I have a suspicion that the entire casandre_log can be rewritten. For example, anything with xtrans can be pulled out the loops since we know it’s the same vector for each i and you only need to do any operations on that once for the entire program. Right now you’re doing it for each ns and then for each nt within the function!

If the values in that normal_cdf call repeats, you can cache those so you’re not computing them again.

On that final element wise sum, that’s good to profile and good to know that the trace gradient is slower. I believe you can also try sum(columns_dot_product(resps, log(llhc))

2 Likes

Thanks for your help! In this case, the matrix returned from logncdfinv should have one mu and sigma parameter per column, and a different, equally spaced, x-axis value (to be transformed) per row, so every element is unique. This would result in a matrix with a column vector per participant containing their particular transformed x-axis, returned as a column vector each in the xtrans matrix that’s called into the likelihood function.

See my post above for suggested changes to your lpdf function. I think EOD without reparametrizing the model you will need to utilize reduce_sum. Though if you have 64 or 128 cores you should see a pretty big speedup. Not linear, but it should make the model take maybe a week or three instead of a few months.

If you are able to see what draws tend to need a very high tree depth for your current runs, that can help you understand where the model is having trouble so you can find places to reparameterize.

Also looking at your priors again, beta(0.1, 1) seems like a really tight prior. Can you try loosening up your priors to make them more semi-informative?

What is casandre btw? I’ve never heard of a distribution by that name and am not sure what to google

I’m working on implementing more of the changes you suggested! In the meantime, CASANDRE comes from this paper:

https://www.nature.com/articles/s41562-022-01464-x

CASANDRE is a two step process model of confidence that is used to evaluate metacognitive ability and metacognitive bias. It assumes that decisions about stimuli are made by comparing a noisy estimate of the relevant stimulus feature to a decision criterion, and that decisions about confidence are made by comparing the signal to noise ratio of the relevant stimulus feature to a confidence criterion. The signal strength is modeled as the distance between the noisy estimate of the relevant stimulus feature and the decision criterion, while the noise is modeled as the uncertainty present in the estimation. Importantly, the model assumes that the uncertainty present in the estimation cannot be directly known, but is, itself, an estimation, the accuracy of which depends on metacognitive ability and bias.

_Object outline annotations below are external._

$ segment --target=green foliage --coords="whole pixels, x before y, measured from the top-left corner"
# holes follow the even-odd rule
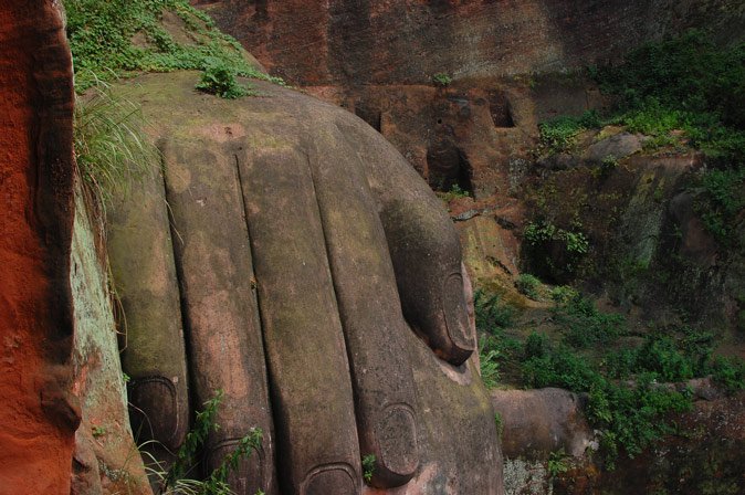
[[[73,140],[83,180],[106,202],[115,193],[126,196],[132,182],[158,162],[138,107],[114,96],[103,82],[75,105]]]
[[[375,474],[375,462],[377,461],[375,454],[367,454],[363,457],[363,478],[366,483],[372,480]]]
[[[608,155],[600,161],[600,172],[602,176],[608,176],[618,168],[618,158],[613,155]]]
[[[579,297],[579,293],[576,288],[569,285],[557,285],[550,289],[550,298],[554,303],[564,305],[569,303],[569,301]]]
[[[703,189],[696,211],[720,243],[733,246],[733,225],[745,209],[745,44],[721,48],[691,30],[595,75],[619,98],[610,120],[651,136],[647,148],[684,139],[718,165],[694,185]]]
[[[696,212],[721,244],[733,246],[737,215],[745,209],[745,167],[710,170],[700,185],[704,196],[694,206]]]
[[[644,44],[597,76],[607,93],[621,98],[621,108],[644,108],[653,99],[659,107],[745,125],[745,45],[722,49],[704,31]]]
[[[668,413],[690,409],[690,391],[660,383],[713,375],[730,391],[745,388],[745,362],[712,359],[711,333],[655,330],[641,345],[619,346],[619,337],[628,334],[620,315],[600,312],[580,295],[557,298],[554,319],[564,339],[552,345],[547,335],[535,331],[526,338],[523,383],[586,393],[586,414],[601,433],[601,454],[609,468],[619,455],[633,457],[671,433]],[[602,347],[591,355],[583,351],[591,344]]]
[[[598,114],[588,110],[579,117],[563,115],[538,125],[541,148],[546,152],[570,151],[577,144],[577,135],[583,130],[598,127]]]
[[[513,324],[515,309],[500,302],[500,296],[486,295],[479,289],[473,295],[473,305],[476,318],[476,328],[493,336]]]
[[[439,72],[432,76],[432,83],[434,83],[436,86],[450,86],[450,84],[453,82],[453,78],[450,77],[448,74],[444,74],[442,72]]]
[[[220,465],[212,471],[206,480],[191,480],[190,475],[200,460],[200,453],[211,432],[220,429],[216,422],[216,415],[223,392],[218,390],[216,396],[204,402],[204,409],[197,412],[195,425],[187,433],[183,444],[176,453],[176,460],[166,472],[150,470],[150,473],[159,478],[160,485],[158,494],[160,495],[232,495],[233,492],[228,485],[228,476],[238,468],[239,463],[248,459],[251,452],[261,446],[262,431],[251,429],[251,431],[239,440],[234,451],[228,454]]]
[[[548,349],[543,357],[527,359],[523,376],[529,387],[562,387],[588,393],[586,413],[601,432],[601,452],[609,468],[621,453],[633,457],[671,432],[672,426],[664,420],[668,412],[691,407],[690,394],[653,386],[652,373],[640,371],[631,385],[616,382],[564,345]]]
[[[460,198],[470,198],[471,194],[469,191],[465,191],[461,189],[461,187],[457,183],[454,183],[448,192],[438,192],[437,193],[445,203],[449,203],[450,201],[454,199],[460,199]]]
[[[479,346],[479,364],[481,367],[481,380],[487,389],[500,385],[500,352],[489,349],[486,341],[482,339]]]
[[[523,239],[531,270],[553,281],[571,277],[590,247],[583,232],[562,229],[549,220],[529,222]]]
[[[525,241],[533,246],[559,241],[569,254],[587,254],[590,244],[585,234],[560,229],[549,221],[531,222],[523,233]]]
[[[711,365],[714,380],[728,392],[745,389],[745,361],[717,356]]]
[[[515,281],[515,287],[517,291],[533,301],[538,301],[538,289],[541,286],[541,281],[529,273],[521,273]]]
[[[270,78],[187,0],[64,0],[64,6],[78,92],[137,72],[201,71],[214,59],[238,75]],[[166,14],[183,25],[190,42],[171,36],[164,28]]]
[[[578,349],[607,344],[626,331],[623,316],[599,312],[592,301],[580,295],[558,305],[554,319],[564,329],[565,340]]]
[[[235,81],[235,72],[220,60],[214,60],[204,69],[197,89],[225,99],[235,99],[249,94],[249,89]]]
[[[502,433],[504,432],[504,420],[499,412],[494,413],[494,424],[496,425],[496,434],[502,438]]]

Metacognitive ability is mathematically modeled in CASANDRE as the standard deviation of this estimated uncertainty, termed meta-uncertainty, where larger values suggest weaker metacognitive ability, while metacognitive bias is modeled as the confidence criterion to which this signal to noise ratio is compared to to determine if confidence is low or high.

What you see specified in our code is the likelihood of the choice data given that likelihood is accurately modeled by CASANDRE. This takes into account the guess rate, stimulus sensitivity, decision criterion, meta-uncertainty, confidence criterion, and stimulus strength. In this case the stimulus strength depends only on the magnitude of the deflection from vertical of an oriented Gabor patch that a participant is asked to report the direction of rotation of. They can either respond clockwise or counterclockwise, and can report that they either have high or low confidence in their decision. These options are represented as the four columns of the choice matrix, where a ‘1’ in any column represents the actual decision of the participant, and ‘0’ in the remaining columns represents the choices not made. This choice matrix is multiplied by the parameter-and-stimulus-dependent likelihood matrix calculated by the CASANDRE model to give the likelihood of the parameters given the participant’s choices.